Given a 4D tensor, for a specific output element, we read 16 samples and compute the interpolation fractions along each dimension:
// INTERPOLATED_DIMENSION_COUNT >= 4
samples[0] = lerp(samples[0], samples[ 8], inputCoordinateFractions[0]);
samples[1] = lerp(samples[1], samples[ 9], inputCoordinateFractions[0]);
samples[2] = lerp(samples[2], samples[10], inputCoordinateFractions[0]);
samples[3] = lerp(samples[3], samples[11], inputCoordinateFractions[0]);
samples[4] = lerp(samples[4], samples[12], inputCoordinateFractions[0]);
samples[5] = lerp(samples[5], samples[13], inputCoordinateFractions[0]);
samples[6] = lerp(samples[6], samples[14], inputCoordinateFractions[0]);
samples[7] = lerp(samples[7], samples[15], inputCoordinateFractions[0]);
// INTERPOLATED_DIMENSION_COUNT >= 3
samples[0] = lerp(samples[0], samples[4], inputCoordinateFractions[1]);
samples[1] = lerp(samples[1], samples[5], inputCoordinateFractions[1]);
samples[2] = lerp(samples[2], samples[6], inputCoordinateFractions[1]);
samples[3] = lerp(samples[3], samples[7], inputCoordinateFractions[1]);
// INTERPOLATED_DIMENSION_COUNT >= 2
samples[0] = lerp(samples[0], samples[2], inputCoordinateFractions[2]);
samples[1] = lerp(samples[1], samples[3], inputCoordinateFractions[2]);
outputValue = lerp(samples[0], samples[1], inputCoordinateFractions[3]);
When the first 2 scales are 1 (meaning the fractions are either fully 0 or 1), then all those equations disappear, leaving just:
// INTERPOLATED_DIMENSION_COUNT >= 2
samples[0] = lerp(samples[0], samples[2], inputCoordinateFractions[2]);
samples[1] = lerp(samples[1], samples[3], inputCoordinateFractions[2]);
outputValue = lerp(samples[0], samples[1], inputCoordinateFractions[3]);
...which is the bilinear logic that ORT supports currently.
Hi @fdwr,
The open PR should be address your major concern - Pure 2D inputs will now be supported for the 'bilinear' case.
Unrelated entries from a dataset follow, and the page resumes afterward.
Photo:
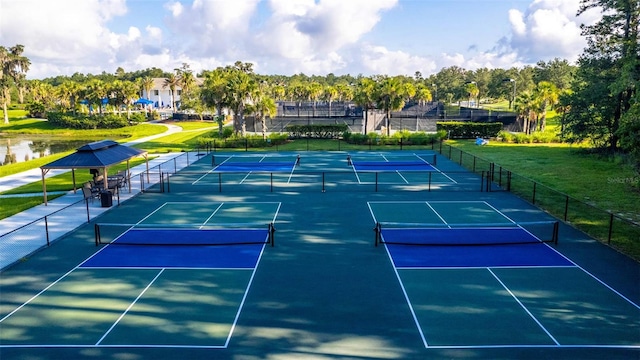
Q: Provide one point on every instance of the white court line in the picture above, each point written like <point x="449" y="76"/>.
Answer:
<point x="130" y="306"/>
<point x="524" y="307"/>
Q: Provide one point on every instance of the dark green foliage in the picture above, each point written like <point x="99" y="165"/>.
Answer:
<point x="318" y="131"/>
<point x="251" y="141"/>
<point x="87" y="122"/>
<point x="469" y="130"/>
<point x="36" y="110"/>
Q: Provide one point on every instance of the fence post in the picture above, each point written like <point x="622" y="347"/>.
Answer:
<point x="323" y="186"/>
<point x="376" y="181"/>
<point x="46" y="228"/>
<point x="610" y="228"/>
<point x="86" y="201"/>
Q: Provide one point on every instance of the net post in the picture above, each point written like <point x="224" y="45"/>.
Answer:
<point x="376" y="181"/>
<point x="323" y="183"/>
<point x="272" y="231"/>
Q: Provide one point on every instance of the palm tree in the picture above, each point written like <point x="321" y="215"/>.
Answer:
<point x="314" y="91"/>
<point x="146" y="84"/>
<point x="69" y="93"/>
<point x="390" y="95"/>
<point x="123" y="92"/>
<point x="96" y="91"/>
<point x="172" y="81"/>
<point x="546" y="94"/>
<point x="13" y="66"/>
<point x="364" y="96"/>
<point x="239" y="89"/>
<point x="525" y="105"/>
<point x="330" y="93"/>
<point x="263" y="106"/>
<point x="563" y="106"/>
<point x="214" y="93"/>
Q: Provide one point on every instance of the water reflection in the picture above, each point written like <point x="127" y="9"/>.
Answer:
<point x="24" y="148"/>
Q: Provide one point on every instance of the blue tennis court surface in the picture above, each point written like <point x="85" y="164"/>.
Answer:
<point x="161" y="248"/>
<point x="255" y="166"/>
<point x="392" y="166"/>
<point x="531" y="254"/>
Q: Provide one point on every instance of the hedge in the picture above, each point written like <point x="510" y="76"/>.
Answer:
<point x="88" y="122"/>
<point x="329" y="131"/>
<point x="469" y="130"/>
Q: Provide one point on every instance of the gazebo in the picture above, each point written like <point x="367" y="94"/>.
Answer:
<point x="96" y="155"/>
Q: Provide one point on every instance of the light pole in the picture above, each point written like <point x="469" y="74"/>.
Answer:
<point x="435" y="87"/>
<point x="513" y="97"/>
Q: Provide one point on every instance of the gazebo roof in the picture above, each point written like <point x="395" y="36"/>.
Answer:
<point x="98" y="154"/>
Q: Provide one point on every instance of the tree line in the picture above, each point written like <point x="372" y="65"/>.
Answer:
<point x="597" y="98"/>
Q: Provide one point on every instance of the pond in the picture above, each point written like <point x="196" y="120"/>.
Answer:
<point x="20" y="148"/>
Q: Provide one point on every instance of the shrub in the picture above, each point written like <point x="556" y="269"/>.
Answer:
<point x="319" y="131"/>
<point x="469" y="130"/>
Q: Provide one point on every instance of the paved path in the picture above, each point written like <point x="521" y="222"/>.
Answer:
<point x="18" y="240"/>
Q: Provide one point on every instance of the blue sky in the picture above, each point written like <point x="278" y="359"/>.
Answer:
<point x="395" y="37"/>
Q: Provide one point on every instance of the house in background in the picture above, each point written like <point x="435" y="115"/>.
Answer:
<point x="161" y="94"/>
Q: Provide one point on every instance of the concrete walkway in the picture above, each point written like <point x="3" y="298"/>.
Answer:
<point x="24" y="233"/>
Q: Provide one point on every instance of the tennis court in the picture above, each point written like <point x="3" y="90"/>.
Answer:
<point x="328" y="171"/>
<point x="374" y="262"/>
<point x="180" y="284"/>
<point x="481" y="263"/>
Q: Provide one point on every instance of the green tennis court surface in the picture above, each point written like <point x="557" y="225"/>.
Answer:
<point x="191" y="272"/>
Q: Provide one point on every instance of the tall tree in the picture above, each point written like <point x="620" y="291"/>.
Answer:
<point x="172" y="82"/>
<point x="214" y="93"/>
<point x="547" y="95"/>
<point x="609" y="71"/>
<point x="13" y="66"/>
<point x="240" y="87"/>
<point x="364" y="96"/>
<point x="390" y="95"/>
<point x="146" y="84"/>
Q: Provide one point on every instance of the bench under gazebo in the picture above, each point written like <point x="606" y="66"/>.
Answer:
<point x="98" y="157"/>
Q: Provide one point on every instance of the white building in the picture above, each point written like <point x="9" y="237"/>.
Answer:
<point x="161" y="94"/>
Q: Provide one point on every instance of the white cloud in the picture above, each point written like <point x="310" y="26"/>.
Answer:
<point x="548" y="29"/>
<point x="379" y="60"/>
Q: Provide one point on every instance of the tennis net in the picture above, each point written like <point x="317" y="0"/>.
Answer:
<point x="467" y="234"/>
<point x="184" y="234"/>
<point x="392" y="161"/>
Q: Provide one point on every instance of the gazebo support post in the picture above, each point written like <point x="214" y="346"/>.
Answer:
<point x="44" y="185"/>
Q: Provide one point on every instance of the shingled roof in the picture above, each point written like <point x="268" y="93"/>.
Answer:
<point x="98" y="154"/>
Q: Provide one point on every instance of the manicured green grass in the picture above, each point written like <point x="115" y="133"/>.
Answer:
<point x="64" y="181"/>
<point x="13" y="114"/>
<point x="571" y="170"/>
<point x="585" y="187"/>
<point x="12" y="206"/>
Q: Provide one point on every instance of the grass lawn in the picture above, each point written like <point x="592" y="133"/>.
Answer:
<point x="600" y="185"/>
<point x="571" y="170"/>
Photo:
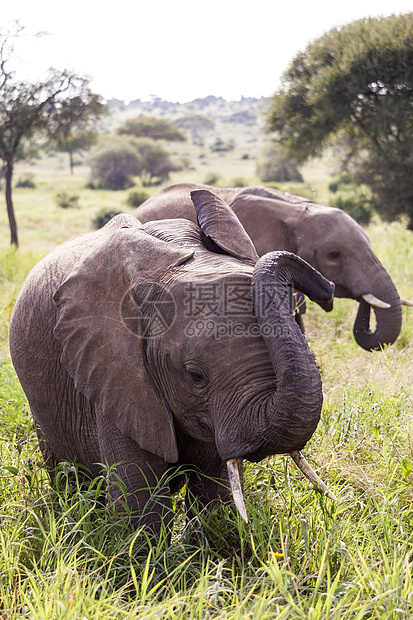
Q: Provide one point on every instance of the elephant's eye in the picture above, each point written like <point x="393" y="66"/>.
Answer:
<point x="195" y="376"/>
<point x="334" y="255"/>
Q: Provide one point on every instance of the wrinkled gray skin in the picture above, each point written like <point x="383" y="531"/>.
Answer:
<point x="109" y="384"/>
<point x="327" y="238"/>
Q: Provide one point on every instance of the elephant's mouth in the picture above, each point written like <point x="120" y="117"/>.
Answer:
<point x="299" y="460"/>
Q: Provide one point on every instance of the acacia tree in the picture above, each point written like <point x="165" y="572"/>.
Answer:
<point x="74" y="129"/>
<point x="356" y="83"/>
<point x="28" y="109"/>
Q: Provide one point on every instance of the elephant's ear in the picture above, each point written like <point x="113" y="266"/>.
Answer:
<point x="220" y="224"/>
<point x="101" y="349"/>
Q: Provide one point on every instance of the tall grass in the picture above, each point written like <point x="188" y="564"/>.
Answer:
<point x="64" y="555"/>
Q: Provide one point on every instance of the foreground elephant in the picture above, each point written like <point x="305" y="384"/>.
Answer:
<point x="166" y="345"/>
<point x="327" y="238"/>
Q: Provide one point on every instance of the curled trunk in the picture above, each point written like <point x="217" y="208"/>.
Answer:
<point x="289" y="416"/>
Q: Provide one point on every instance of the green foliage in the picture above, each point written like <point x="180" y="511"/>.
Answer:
<point x="113" y="164"/>
<point x="136" y="197"/>
<point x="278" y="165"/>
<point x="155" y="162"/>
<point x="196" y="125"/>
<point x="103" y="216"/>
<point x="67" y="201"/>
<point x="73" y="130"/>
<point x="222" y="146"/>
<point x="351" y="198"/>
<point x="356" y="81"/>
<point x="28" y="110"/>
<point x="211" y="178"/>
<point x="152" y="127"/>
<point x="26" y="182"/>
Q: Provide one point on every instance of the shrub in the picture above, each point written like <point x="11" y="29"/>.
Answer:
<point x="354" y="200"/>
<point x="67" y="201"/>
<point x="277" y="165"/>
<point x="103" y="216"/>
<point x="136" y="198"/>
<point x="211" y="178"/>
<point x="114" y="164"/>
<point x="26" y="182"/>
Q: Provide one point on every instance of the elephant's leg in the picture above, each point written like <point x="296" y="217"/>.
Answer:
<point x="147" y="496"/>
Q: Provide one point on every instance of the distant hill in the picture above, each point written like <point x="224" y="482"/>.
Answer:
<point x="248" y="110"/>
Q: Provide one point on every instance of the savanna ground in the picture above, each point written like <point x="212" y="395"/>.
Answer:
<point x="62" y="555"/>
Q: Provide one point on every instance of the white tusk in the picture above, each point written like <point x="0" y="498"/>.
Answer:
<point x="373" y="301"/>
<point x="236" y="488"/>
<point x="302" y="464"/>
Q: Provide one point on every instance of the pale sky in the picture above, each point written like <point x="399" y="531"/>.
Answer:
<point x="178" y="49"/>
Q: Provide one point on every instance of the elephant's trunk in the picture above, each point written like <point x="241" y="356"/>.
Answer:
<point x="289" y="416"/>
<point x="388" y="320"/>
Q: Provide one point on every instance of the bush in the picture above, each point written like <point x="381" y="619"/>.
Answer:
<point x="136" y="198"/>
<point x="103" y="216"/>
<point x="220" y="146"/>
<point x="354" y="200"/>
<point x="67" y="201"/>
<point x="114" y="164"/>
<point x="26" y="182"/>
<point x="211" y="178"/>
<point x="277" y="165"/>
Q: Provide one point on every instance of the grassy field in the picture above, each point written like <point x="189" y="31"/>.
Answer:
<point x="62" y="555"/>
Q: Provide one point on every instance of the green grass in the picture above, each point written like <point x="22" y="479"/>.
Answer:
<point x="63" y="555"/>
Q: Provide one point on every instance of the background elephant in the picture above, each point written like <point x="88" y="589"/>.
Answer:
<point x="327" y="238"/>
<point x="122" y="343"/>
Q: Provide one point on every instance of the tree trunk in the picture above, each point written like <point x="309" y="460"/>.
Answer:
<point x="9" y="202"/>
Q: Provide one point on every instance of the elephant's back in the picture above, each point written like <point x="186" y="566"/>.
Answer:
<point x="175" y="201"/>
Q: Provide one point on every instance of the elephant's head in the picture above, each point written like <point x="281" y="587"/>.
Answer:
<point x="334" y="244"/>
<point x="338" y="247"/>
It still supports the case of a 4D input boiling down to a 'bilinear' case (with outermost 2 scales being 1), but it stops short of adding support for the may other special N-D cases that boil down to a 'bilinear' case. So it should be a conservative middle-ground.
Thanks!
hi @hariharans29 i meet a problem when i use resize op, could you help me?
refer to issue reported in ONNX onnx/onnx#2267.